Widely acclaimed as one of the first successful female science fiction authors, Mildred Clingerman returns with the exciting follow up to her 1961 science fiction collection, A Cupful of Space. Her stories tend to wed a literate tone to subject matters whose ominousness is perhaps more submerged than the horrors under the skin made explicit in the work of Shirley Jackson, but equally as deadly.
Clingerman's new anthology, The Clingerman Files, includes all of her originally published stories; The Day of the Green Velvet Cloak, Mr. Sakrison's Halt, Wild Wood, The Little Witch of Elm Street and many other favourites. Also included are previously unpublished works; Top Hand, Tribal Customs, The Birthday Party, Fathers of Daughters and many more soon to be favourites. The key to her stories is that they appear simple and straightforward, but each takes a twist or turn that, even when you're tempted to guess where they're heading, they take you there in a way you would never have bargained on.

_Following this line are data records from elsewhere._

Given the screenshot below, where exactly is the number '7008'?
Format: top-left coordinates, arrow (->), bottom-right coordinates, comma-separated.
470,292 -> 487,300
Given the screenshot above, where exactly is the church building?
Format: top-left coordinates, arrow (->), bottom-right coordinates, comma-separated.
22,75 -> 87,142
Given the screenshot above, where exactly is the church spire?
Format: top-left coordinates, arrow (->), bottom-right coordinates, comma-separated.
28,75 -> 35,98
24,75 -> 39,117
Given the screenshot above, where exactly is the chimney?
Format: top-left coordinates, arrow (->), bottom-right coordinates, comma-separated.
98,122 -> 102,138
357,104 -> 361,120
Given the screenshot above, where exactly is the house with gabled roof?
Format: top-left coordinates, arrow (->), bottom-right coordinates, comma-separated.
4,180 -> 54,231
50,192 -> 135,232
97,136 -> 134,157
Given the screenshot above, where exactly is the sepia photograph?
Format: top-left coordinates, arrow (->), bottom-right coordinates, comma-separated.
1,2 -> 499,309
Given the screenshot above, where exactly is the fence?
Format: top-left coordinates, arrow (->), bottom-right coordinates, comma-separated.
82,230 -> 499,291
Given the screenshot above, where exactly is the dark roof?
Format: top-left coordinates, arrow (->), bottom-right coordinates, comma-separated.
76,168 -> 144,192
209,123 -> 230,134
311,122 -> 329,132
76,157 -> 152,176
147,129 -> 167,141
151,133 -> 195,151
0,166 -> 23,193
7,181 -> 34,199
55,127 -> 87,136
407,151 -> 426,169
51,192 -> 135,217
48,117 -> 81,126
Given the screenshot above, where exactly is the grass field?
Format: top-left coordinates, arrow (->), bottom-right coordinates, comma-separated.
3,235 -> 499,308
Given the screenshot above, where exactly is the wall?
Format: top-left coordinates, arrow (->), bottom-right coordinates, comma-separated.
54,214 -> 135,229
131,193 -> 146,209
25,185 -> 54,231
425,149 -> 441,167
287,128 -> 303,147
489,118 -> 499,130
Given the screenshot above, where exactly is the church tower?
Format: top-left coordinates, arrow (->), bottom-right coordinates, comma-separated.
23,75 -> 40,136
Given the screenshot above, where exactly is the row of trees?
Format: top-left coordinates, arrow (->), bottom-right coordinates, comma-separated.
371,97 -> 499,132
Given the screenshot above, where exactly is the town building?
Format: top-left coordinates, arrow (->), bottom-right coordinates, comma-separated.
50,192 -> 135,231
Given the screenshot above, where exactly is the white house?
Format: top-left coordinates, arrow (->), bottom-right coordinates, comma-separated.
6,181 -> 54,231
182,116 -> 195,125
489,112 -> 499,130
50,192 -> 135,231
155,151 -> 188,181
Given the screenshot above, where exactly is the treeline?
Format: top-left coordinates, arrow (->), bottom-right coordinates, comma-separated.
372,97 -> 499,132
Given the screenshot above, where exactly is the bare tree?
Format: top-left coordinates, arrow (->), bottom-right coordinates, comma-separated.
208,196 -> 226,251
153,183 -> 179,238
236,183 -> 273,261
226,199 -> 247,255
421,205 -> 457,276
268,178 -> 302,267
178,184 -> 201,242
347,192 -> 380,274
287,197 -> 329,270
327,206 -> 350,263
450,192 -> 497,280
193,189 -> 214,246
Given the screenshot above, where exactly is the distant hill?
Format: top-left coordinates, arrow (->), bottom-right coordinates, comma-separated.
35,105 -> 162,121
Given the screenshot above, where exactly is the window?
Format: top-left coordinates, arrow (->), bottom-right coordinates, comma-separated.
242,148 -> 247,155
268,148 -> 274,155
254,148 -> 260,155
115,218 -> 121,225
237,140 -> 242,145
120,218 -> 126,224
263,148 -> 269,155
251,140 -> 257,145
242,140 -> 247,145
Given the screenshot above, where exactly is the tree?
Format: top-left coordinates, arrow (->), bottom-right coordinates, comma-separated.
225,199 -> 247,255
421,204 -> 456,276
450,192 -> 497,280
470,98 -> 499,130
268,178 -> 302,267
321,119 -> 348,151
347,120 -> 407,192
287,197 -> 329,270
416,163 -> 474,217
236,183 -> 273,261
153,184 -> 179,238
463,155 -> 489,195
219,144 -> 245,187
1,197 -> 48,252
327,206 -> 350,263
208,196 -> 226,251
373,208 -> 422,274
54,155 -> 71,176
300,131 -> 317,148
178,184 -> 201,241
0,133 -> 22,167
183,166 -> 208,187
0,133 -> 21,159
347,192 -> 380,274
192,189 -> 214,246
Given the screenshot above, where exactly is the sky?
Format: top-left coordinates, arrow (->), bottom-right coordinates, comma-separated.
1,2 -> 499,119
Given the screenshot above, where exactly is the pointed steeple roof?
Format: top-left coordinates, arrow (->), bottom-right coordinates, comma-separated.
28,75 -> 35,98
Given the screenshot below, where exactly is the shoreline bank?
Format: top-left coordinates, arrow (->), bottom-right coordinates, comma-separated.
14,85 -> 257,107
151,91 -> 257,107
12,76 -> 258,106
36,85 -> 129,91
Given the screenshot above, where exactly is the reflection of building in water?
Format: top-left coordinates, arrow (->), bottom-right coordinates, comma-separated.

Other writers of the period tried to make big splashes. Clingerman, it seems, prided herself in concealing her effects within her masterfully constructed sentences. They barely make a ripple on the surface; all their power and drive lurk deep down below. So many of her stories are alive with the underpinning notion that the cosmological vistas we spy at the end ends of telescopes and various other means of measurement belong to the very same universe under our feet. We're not apart from the universe, we're a part of it. Nearly every story here is alive with that sensibility, in the truest sense of that word. In every sentence there is a note (a gentle one, but insistent) of silent rebellion, a surreptitious snarl, entreating you to see that not the everyday, but an undiscovered marvel.
May these eloquent rebellions be undiscovered no longer.